Jack Hillen (35 games, 0-5-5, plus-1)
Jack Hillen might be the most star-crossed player for the Capitals in recent memory. In his first season with the club, he last six shifts into his first game before he was knocked out of the contest (and for almost two months out of the lineup) with a shoulder injury. In his second season with the club, he made it to the second game of the season – barely. He skated three shifts against the Calgary Flames before he broke his leg on a check from Lance Bouma. That injury cost Hillen five months of the season. Then, in March 2014, he was concussed after colliding with teammate Alex Ovechkin and missed the last nine games of the season.
This season it was not injuries as much as the newly acquired depth the Caps had on the blue line that kept him out of the lineup. He appeared in just 35 of the Caps’ first 67 games before being sent to Carolina where he (of course) was injured, a concussion that cost him the last 19 games of the season. It was unfortunate for the Caps, since Hillen was not a bad depth defenseman. In 71 games with the club he was 3-12-15, plus-6. His possession numbers did leave something to be desired, though. He managed a Corsi-for percentage at 5-on-5 above 50 percent in his first season with the club (51.2), but he was well under that threshold in his last two seasons (42.9/47.4), and his Corsi percentage (relative) was similarly unimpressive over time (+0.6/-5.9/-4.6).
Photo: Elsa/Getty Images North America
You might have thought swapping out Jack Hillen for Tim Gleason was a trade of a brittle, puck-moving defender for a sturdy, physical presence on the blue line. You might want to rethink that. Since playing in 82 games in the 2011-2012 season with the Hurricanes, Gleason appeared in 98 of a possible 130 games the next two seasons. This year he dressed for 55 of 60 games with Carolina before he was traded to Washington. He appeared in 17 of 19 games for the Caps, and his numbers painted an discouraging picture. He contributed virtually no offense (two assists in 17 regular season games), which was not unexpected. However, his underlying numbers were mediocre despite getting third pair minutes. His Corsi-for percentage at 5-on-5 was 50.6, but his Corsi-for (relative) was minus-3.1. It got worse in the playoffs. He had one assist in 14 games, and the Corsi numbers were lower: 44.9 percent/minus-6.9 (numbers from war-on-ice.com). Sometimes trade deadline deals catch lightning in a bottle. Sometimes they drive you to the bottle. This one was closer to the latter.
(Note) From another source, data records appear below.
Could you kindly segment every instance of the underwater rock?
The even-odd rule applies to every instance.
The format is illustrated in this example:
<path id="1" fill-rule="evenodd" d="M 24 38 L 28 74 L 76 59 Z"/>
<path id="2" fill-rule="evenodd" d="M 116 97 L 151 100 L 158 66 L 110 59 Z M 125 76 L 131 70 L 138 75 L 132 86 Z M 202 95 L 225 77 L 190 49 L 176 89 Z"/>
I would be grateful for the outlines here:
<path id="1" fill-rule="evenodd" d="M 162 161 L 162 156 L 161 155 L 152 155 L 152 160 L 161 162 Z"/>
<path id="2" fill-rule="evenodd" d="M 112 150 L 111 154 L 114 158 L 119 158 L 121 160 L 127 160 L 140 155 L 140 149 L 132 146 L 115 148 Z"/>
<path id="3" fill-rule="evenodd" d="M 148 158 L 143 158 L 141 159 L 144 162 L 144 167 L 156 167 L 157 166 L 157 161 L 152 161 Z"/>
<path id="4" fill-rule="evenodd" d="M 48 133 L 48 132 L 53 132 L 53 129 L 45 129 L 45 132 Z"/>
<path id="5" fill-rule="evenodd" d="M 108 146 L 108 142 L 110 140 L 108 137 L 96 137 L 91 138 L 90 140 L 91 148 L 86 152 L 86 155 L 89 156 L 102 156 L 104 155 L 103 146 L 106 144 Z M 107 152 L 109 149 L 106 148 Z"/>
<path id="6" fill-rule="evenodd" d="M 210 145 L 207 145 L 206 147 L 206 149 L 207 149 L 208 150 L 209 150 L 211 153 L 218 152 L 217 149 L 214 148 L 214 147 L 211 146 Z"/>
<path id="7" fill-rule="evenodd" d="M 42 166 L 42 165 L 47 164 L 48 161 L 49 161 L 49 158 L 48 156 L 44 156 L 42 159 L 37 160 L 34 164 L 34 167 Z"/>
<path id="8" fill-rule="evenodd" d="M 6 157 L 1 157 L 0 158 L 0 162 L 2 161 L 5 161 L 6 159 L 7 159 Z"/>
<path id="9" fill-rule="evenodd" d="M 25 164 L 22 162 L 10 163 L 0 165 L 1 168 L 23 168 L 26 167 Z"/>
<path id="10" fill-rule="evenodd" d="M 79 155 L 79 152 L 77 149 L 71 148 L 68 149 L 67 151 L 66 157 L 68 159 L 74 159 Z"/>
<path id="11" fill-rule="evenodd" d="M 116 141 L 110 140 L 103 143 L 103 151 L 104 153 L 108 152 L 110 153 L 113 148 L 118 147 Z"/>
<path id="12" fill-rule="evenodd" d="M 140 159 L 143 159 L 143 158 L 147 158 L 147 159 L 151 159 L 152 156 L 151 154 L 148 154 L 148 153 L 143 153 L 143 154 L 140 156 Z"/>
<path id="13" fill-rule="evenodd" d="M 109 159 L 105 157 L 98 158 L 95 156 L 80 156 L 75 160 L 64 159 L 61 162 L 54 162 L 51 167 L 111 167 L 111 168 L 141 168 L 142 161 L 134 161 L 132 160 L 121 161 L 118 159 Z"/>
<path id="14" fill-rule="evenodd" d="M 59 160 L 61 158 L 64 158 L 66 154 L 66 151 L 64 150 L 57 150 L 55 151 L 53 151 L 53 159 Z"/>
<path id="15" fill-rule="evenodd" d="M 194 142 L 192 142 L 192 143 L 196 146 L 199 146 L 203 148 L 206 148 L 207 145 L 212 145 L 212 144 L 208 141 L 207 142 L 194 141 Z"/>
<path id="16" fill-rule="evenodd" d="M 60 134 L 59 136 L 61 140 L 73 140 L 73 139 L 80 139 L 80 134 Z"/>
Photo: Kirk Irwin/Getty Images North America
Curtis Glencross once scored 26 goals and had 48 points in a season. Trouble is, he did that at age 29 with the 2011-2012 Calgary Flames. When he came to Washington for a pair of draft picks at the trading deadline, he was 9-19-28 in 53 games with the Flames, part of a declining trend in goals and points production from that career high year. He did get off to a fast start with his new team, going 2-2-4, plus-2, in his first two games with the Caps. However, he was 2-1-3, minus-3, over the last 16 games of the regular season. That would look productive against his postseason numbers of 1-0-1, minus-5, in 10 games, including the moment when he became a Cap, and Caps fans had a feeling things would not end well in the series against the Rangers:
Photo: Richard Wolowicz/Getty Images North America
Fearless’ Take: I got nuthin’. I can’t make this vomit-covered Twinkie look like Michelangelo’s “David.”
Cheerless’ Take:. Ya win some, ya lose some. Seems like the Caps and their fans lose a whole lot more than “some” and win a lot less than “some.”
In the end…
Let’s face it, the comings and goings did not have their intended effect. Washington rarely goes for the big splash at the trading deadline, and they had no activity otherwise, other than those couple of deadline deals. In a way, it ties the knot in the season that two deadline acquisitions should figure in on what might have been the worst single play of the season – the Glencross turnover in overtime that turned into a Ryan McDonagh shot that glanced off Gleason and behind goalie Braden Holtby that gave the Rangers a 2-1 win in Game 5 and started another “3-1 lead blown” scenario for the Caps in the postseason.
This is one aspect of the season that might best be forgotten.